When ChatGPT first came on the scene, Current Asia faced a choice: hide our heads in the sand like content marketing ostriches or reach out and embrace AI. Perhaps not surprisingly we chose option 2, with the view that whatever doesn’t kill you makes you stronger. Despite dire predictions that AI would put writers and creatives out of business, we eagerly invited Poe, Jasper, Bard DALL-E 2 Stable Diffusion, Otter, and the whole AI tribe into our tent.

As we head for the first anniversary of ChatGPT’s launch (November 30), here are some learnings from our AI journey that can be useful for your own business.

1. The initial miracle of ChatGPT’s ability to immediately create content soon dimmed when all too often the bot was simply generating cliched vanilla ice cream versions of just about any document or image. We understood the value of AI was in the instantaneous first draft. Let the AI automate the non-sexy parts of the assignment such as stuffing the text with SEO-friendly keywords. We now start our role right where we add the most value – with our agility, strategy, and informed applied creativity. AI is the elephant that allows the monkey riding on top to dance.

 

*What AI thinks a “Monkey on an Elephant” looks like. Not quite what we were hoping for.

 

2. We also learned AI is not the product, it’s the catalyst. Poe and Jasper, for example, are great brainstorming tools. They spit out options we might never have considered, some of which are great and others show the path not to take. The prompt “Do the listed company’s earnings announcement as a comedy routine” yields some interesting results!

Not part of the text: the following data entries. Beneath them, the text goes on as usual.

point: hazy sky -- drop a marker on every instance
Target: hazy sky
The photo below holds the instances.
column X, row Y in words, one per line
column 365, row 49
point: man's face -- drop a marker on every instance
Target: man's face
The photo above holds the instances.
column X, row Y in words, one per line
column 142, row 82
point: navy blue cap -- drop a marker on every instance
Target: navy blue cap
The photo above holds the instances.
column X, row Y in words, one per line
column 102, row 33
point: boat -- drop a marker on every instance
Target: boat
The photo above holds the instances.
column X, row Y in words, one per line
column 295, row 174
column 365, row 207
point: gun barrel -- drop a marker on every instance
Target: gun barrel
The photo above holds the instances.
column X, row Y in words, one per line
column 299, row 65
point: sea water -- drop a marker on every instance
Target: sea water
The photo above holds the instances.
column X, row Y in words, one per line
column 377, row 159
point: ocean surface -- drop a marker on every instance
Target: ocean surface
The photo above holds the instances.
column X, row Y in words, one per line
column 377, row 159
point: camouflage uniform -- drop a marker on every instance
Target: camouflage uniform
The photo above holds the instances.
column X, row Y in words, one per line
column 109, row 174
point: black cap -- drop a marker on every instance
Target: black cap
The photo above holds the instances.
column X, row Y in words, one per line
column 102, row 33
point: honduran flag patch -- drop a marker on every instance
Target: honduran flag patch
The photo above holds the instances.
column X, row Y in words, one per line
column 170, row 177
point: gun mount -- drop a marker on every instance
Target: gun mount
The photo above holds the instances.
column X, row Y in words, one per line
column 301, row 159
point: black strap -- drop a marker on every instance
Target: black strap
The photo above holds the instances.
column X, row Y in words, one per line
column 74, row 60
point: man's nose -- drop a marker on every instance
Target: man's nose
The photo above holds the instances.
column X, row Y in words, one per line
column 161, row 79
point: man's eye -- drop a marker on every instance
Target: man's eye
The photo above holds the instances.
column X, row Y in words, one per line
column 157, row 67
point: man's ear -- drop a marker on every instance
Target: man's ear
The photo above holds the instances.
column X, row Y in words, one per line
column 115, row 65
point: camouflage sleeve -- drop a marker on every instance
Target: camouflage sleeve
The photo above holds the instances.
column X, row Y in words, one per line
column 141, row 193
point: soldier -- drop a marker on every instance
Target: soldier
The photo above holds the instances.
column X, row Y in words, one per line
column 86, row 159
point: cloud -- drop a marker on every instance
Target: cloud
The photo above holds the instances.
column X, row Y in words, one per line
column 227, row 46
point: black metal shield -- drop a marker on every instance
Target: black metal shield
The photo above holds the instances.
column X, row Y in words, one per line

3. AI makes no distinction between literal and lateral thinking, which makes it both useful and dangerous. For example, when one of our AI tools could not locate one of the executives we were researching for a piece, it declared that the person was dead: an efficient but unfortunately inaccurate conclusion. Similarly, but more positively, we love the way smart prompts to the general predictive transformer serve up concepts and themes that we can then stitch together in ways that are strategic, playful, and/or effective.

4. Don’t settle for second best. AI is trained on so much data that it tends to dumb things down rather than lift them up. The algorithm often lands on the obvious rather than the exceptional. For example, we asked AI to improve two well-known fast food ad slogans: “Finger Lickin’ Good” (KFC) and “I’m Lovin’ It” (McDonald’s). The results: “Indulge in the exquisite taste sensation!” and ”Embrace the Joyful McDonald’s Experience.” Truth be told, yes, but no poetry there.

5. The rewards outweigh the risks of AI hallucinations and misinformation, even at this early stage. However, AI is a tool to be used rather than a deputy to delegate to. Our AI motto is “Don’t trust, and verify.”

Eleven months in, our conclusion is “Bring it on!’ and let’s see where this literal/lateral journey leads.